32 replies to this topic

[Lightsun]

I'm doing a research project project about aerodynamics and I'm trying to make an equation to calculate the maximum speed that an F-1 can pass a curve, but I don't have no idea about the radius of the curves in meters. Can someone gimme some examples?

[Double Apex]

Well, the 130R corner at Suzuka used to have a 130m. radius (Surprise, I know ), but not anymore...

[Lightsun]

This was the only curve I knew... but thx anyway. It's because in my ecuation, if I put a radius like 400m, the velocity seems to be negative, and I don't know why. Does anybody know the ecuation to calculate the maximum corner speed??? (depending on the weight and the downforce)

[Lightsun]

Sorry, one more thing: Does anybody knows the ecuation to know the downforce of an F-1 car??? (to obtain it in Newtons). I thought I had it but my operations don't look very realistics...

[Vrba]

I did that calculations once and draw the graph that had the radius range of 0 to 200 meters.
For example, for the car and parameters I specified, my calculations showed the cornering speed of 216 kph for a corner with a radius od 130 m.
Please tell me your results!
I have to add that my calculations were made in 1997.....

About the downforce, the equation is:

D = 0.5*rho*A*cd*v^2

D - downforce
rho - air density (approx. 1.2 kg/m^3)
A - area of the car on which the downforce is applied (approx. plan view area)
cd - lift coefficient (the biggest problem to determine, varies depending on wings, etc.....typical values 2-4)
v - car speed

Hope this helps a bit!

Hrvoje

[xflow7]

Well, there won't be a simple expression for downforce at a given speed for an F1 car. If you make the (very crude) assumption that the car just behaves like a general lifting body then you could say that the downforce is proportional to speed squared:

i.e. L=1/2*rho*A*C_l*V^2

where:

L=downforce (N)
rho=density of air (kg/m^3)
A = frontal area (m^2)
C_l = coefficient of lift
V = speed (m/s)

Not sure what a good C_l number for a modern F1 car would be, but I would guess 2.5-3.

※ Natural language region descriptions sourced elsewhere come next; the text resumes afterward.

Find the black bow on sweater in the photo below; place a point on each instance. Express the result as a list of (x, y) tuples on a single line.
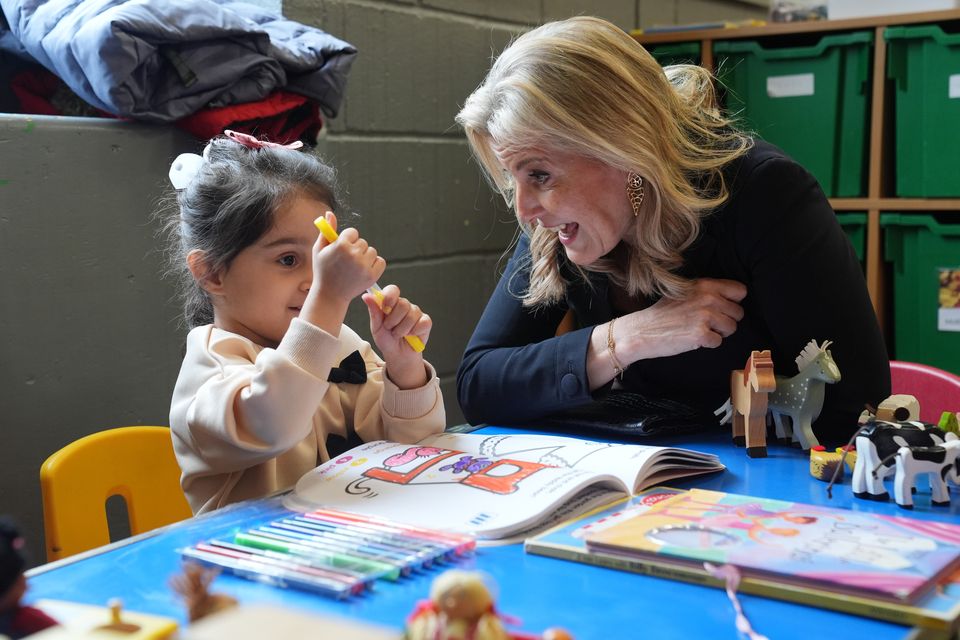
[(352, 370)]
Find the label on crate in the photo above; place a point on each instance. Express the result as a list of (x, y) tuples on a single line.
[(953, 86), (800, 84), (948, 316)]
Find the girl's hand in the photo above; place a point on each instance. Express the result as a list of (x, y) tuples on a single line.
[(397, 318), (346, 268), (704, 318)]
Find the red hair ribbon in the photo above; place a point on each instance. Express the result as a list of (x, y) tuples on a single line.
[(250, 142)]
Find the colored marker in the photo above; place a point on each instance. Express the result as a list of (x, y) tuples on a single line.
[(401, 558), (363, 567), (331, 235), (414, 555), (273, 575), (463, 543), (319, 542), (421, 547), (288, 561)]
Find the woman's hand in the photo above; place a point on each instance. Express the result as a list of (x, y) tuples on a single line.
[(390, 322), (708, 314)]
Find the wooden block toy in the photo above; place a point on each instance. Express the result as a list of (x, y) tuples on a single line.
[(749, 388), (90, 622), (824, 464)]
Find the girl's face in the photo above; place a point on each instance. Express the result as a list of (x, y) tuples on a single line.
[(265, 286), (582, 200)]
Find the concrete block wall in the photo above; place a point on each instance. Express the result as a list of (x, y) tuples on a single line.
[(90, 338)]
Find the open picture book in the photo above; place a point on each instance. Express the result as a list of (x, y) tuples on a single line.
[(490, 486), (892, 568)]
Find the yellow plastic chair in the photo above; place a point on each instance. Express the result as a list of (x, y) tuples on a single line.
[(136, 463)]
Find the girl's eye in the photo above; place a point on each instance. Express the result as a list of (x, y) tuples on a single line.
[(539, 177)]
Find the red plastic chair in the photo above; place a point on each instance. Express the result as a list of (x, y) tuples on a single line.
[(935, 389)]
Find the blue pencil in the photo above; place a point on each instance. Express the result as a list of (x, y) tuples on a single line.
[(273, 575)]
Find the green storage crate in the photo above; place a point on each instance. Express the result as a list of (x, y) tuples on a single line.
[(926, 325), (675, 53), (924, 63), (855, 226), (812, 102)]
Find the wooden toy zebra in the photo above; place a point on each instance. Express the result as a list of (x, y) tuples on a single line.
[(800, 398)]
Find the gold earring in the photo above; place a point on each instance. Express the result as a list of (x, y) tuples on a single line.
[(635, 192)]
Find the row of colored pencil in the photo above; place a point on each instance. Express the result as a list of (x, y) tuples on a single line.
[(334, 553)]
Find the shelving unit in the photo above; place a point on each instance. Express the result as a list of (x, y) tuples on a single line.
[(880, 187)]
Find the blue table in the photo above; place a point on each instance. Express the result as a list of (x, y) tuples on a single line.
[(590, 602)]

As for calculating cornering speed, F=ma gives,

M*V^2/R=mu*(M*g + L)

M=mass of vehicle (kg)
R= radius of turn (m)
mu=effective coefficient of friction between tire and ground
g= gravitational acceleration (9.8 N/m)

Note this is also very crude because, among other things, we are assuming a simple Coulomb friction model which is bogus.

Anyway, if you do the algebra, you get:

V=(R*mu*M*g/(m-0.5*mu*R*rho*A*C_l))^1/2

Do note the rather interesting result that if the denominator goes to zero (i.e. R=2M/(mu*rho*A*C_l) ), V goes to infinity. That is, there is a radius above which there is apparently no limit to speed. Of course this isn't real due to non-linear tire behavior, non-linear downforce behavior, and a whole bunch of other things, but it's interesting anyway.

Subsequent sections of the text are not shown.